The authors have legitimate academic affiliations and a real commercial presence in PQC. They also have a direct financial interest in the conclusion that quantum threats are more imminent than current consensus suggests. This pattern has precedent. Schnorr’s 2021 claim to have destroyed RSA via lattice methods was amplified through press before the community quietly identified fatal scaling flaws. The 2022 Chinese QAOA factoring paper generated similar headlines before independent analysis showed it could not scale to cryptographically relevant key sizes. In each case, dramatic claims were made, media attention followed, and the community’s patient scrutiny eventually separated signal from noise.

The Only Outside Endorsement

The sole external voice quoted across media coverage is Nir Ben-David, CEO of Qombat Ltd, an Israel-based quantum defense company that operates in the same PQC commercial ecosystem as EigenQ and TAURIA. Independent cryptographic or quantum computing researchers have not, as of this writing, publicly validated or engaged with the JVG claims.

Community Response

The quantum security research community has not engaged.
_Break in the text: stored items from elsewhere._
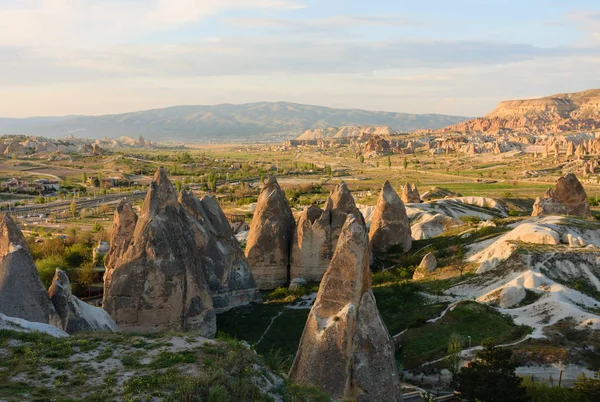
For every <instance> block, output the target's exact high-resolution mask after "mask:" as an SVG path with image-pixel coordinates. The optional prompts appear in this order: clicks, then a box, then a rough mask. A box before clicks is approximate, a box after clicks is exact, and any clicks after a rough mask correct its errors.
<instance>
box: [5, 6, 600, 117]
mask: <svg viewBox="0 0 600 402" xmlns="http://www.w3.org/2000/svg"><path fill="white" fill-rule="evenodd" d="M0 27H2V29H1V30H0V117H23V116H32V115H64V114H104V113H118V112H126V111H133V110H142V109H149V108H157V107H163V106H171V105H178V104H214V103H245V102H253V101H263V100H267V101H279V100H284V101H292V102H299V103H309V104H318V105H326V106H333V107H347V108H364V109H373V110H387V111H397V112H411V113H447V114H460V115H468V116H475V115H482V114H485V113H487V112H489V111H490V110H491V109H493V108H494V107H495V105H496V104H497V103H498V102H499V101H501V100H504V99H512V98H525V97H535V96H543V95H549V94H553V93H559V92H570V91H579V90H583V89H588V88H595V87H596V88H597V87H600V76H599V75H598V73H597V72H598V71H600V3H598V1H597V0H595V1H592V0H579V1H558V0H554V1H553V0H547V1H542V0H521V1H513V0H502V1H501V0H485V1H484V0H477V1H476V0H453V1H442V0H436V1H391V0H390V1H388V0H385V1H384V0H371V1H354V0H351V1H348V0H321V1H317V0H0Z"/></svg>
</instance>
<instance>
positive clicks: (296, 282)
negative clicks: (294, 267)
mask: <svg viewBox="0 0 600 402" xmlns="http://www.w3.org/2000/svg"><path fill="white" fill-rule="evenodd" d="M307 285H308V282H307V281H306V279H304V278H294V279H292V281H291V282H290V286H289V289H290V290H296V289H298V288H302V287H305V286H307Z"/></svg>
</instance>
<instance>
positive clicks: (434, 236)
mask: <svg viewBox="0 0 600 402" xmlns="http://www.w3.org/2000/svg"><path fill="white" fill-rule="evenodd" d="M462 224H463V223H462V222H461V221H459V220H458V219H455V218H451V217H449V216H446V215H442V214H435V215H431V214H429V213H425V214H422V215H421V217H420V218H419V219H418V220H417V221H416V223H414V224H413V225H412V226H411V227H410V230H411V233H412V238H413V240H423V239H430V238H432V237H435V236H437V235H439V234H440V233H443V232H444V231H446V230H447V229H449V228H451V227H454V226H460V225H462Z"/></svg>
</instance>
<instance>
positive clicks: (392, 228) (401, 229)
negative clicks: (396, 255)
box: [369, 181, 412, 253]
mask: <svg viewBox="0 0 600 402" xmlns="http://www.w3.org/2000/svg"><path fill="white" fill-rule="evenodd" d="M369 242H370V245H371V249H372V250H373V251H374V252H378V253H385V252H387V251H388V250H389V249H390V248H392V247H395V246H401V247H402V249H403V250H404V251H408V250H410V248H411V246H412V233H411V230H410V222H409V221H408V216H407V215H406V208H405V207H404V203H403V202H402V200H401V199H400V197H398V194H397V193H396V191H394V188H393V187H392V185H391V184H390V182H389V181H386V182H385V184H384V185H383V188H382V190H381V194H380V195H379V200H378V201H377V207H376V208H375V212H373V218H372V220H371V227H370V230H369Z"/></svg>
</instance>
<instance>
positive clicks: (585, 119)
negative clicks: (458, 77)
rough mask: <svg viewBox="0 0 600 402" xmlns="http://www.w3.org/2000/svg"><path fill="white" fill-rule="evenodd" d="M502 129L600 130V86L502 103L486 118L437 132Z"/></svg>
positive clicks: (486, 130)
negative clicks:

No arXiv commentary, no cryptography mailing list responses, no working group discussion. Marin Ivezic published a detailed technical rebuttal identifying the same state-preparation and extrapolation problems. The Hacker News thread is uniformly skeptical.

This silence doesn’t prove the algorithm is wrong. It tells you that the people who spend their careers on quantum factoring don’t see a reason to revise their models.

Summary

ClaimThe RealityThe Catch
“11-hour runtime”Counts only the quantum period-finding phaseExcludes the classical pre-computation and amplitude encoding, which scale exponentially for RSA-2048
“5,000 qubits”Refers to logical qubits, not physical hardwareWould still require millions of physical qubits to survive noise at that circuit depth
“99% gate reduction”Observed on composites smaller than 17 bitsQNTT modular arithmetic is gate-heavy on real hardware; extrapolation to 2,048 bits lacks formal proof

What’s True Regardless

Algorithms do improve. Shor’s isn’t the last word on quantum factoring, and the QNTT substitution is a real idea worth exploring through proper peer review. Regev’s 2023 lattice reduction work demonstrates that algorithmic progress can compress quantum resource requirements — independent of hardware timelines. The question is always whether a specific claim survives independent validation.

Harvest-now-decrypt-later is happening today. Nation-state and criminal actors are collecting encrypted data for future decryption. PQC migration is urgent regardless of whether JVG or any other specific algorithm matures.

The recommended actions in the paper’s conclusion — inventory public-key usage, demand vendor PQC roadmaps, deploy crypto-agile architectures — are sound. They’ve been sound since NIST began its PQC standardization process. That the advice is correct doesn’t validate the alarm attached to it.

The Cost of Manufactured Urgency

Every manufactured crisis erodes the credibility that PQC migration actually needs. A paper that hasn’t survived peer review, issued by an institute that didn’t exist six months ago, authored by executives who sell PQC hardware, claiming “Cybersecurity Apocalypse” — this is how legitimate urgency gets turned into background noise.

The quantum threat to classical cryptography is real. CNSA 2.0 timelines are real: software and firmware signatures by 2027, most systems by 2030, full deprecation of legacy algorithms by 2035. BSI TR-02102 requirements are real. The G7 Cyber Expert Group roadmap is real. These deadlines were set by people with no PQC products to sell.

The question that matters is not whether RSA will eventually fall. It will. The question is whether your organization is making measurable progress replacing it — and whether that progress is keeping pace with published deadlines. That’s a trajectory problem, not a headline problem. Trajectory is what you should be measuring.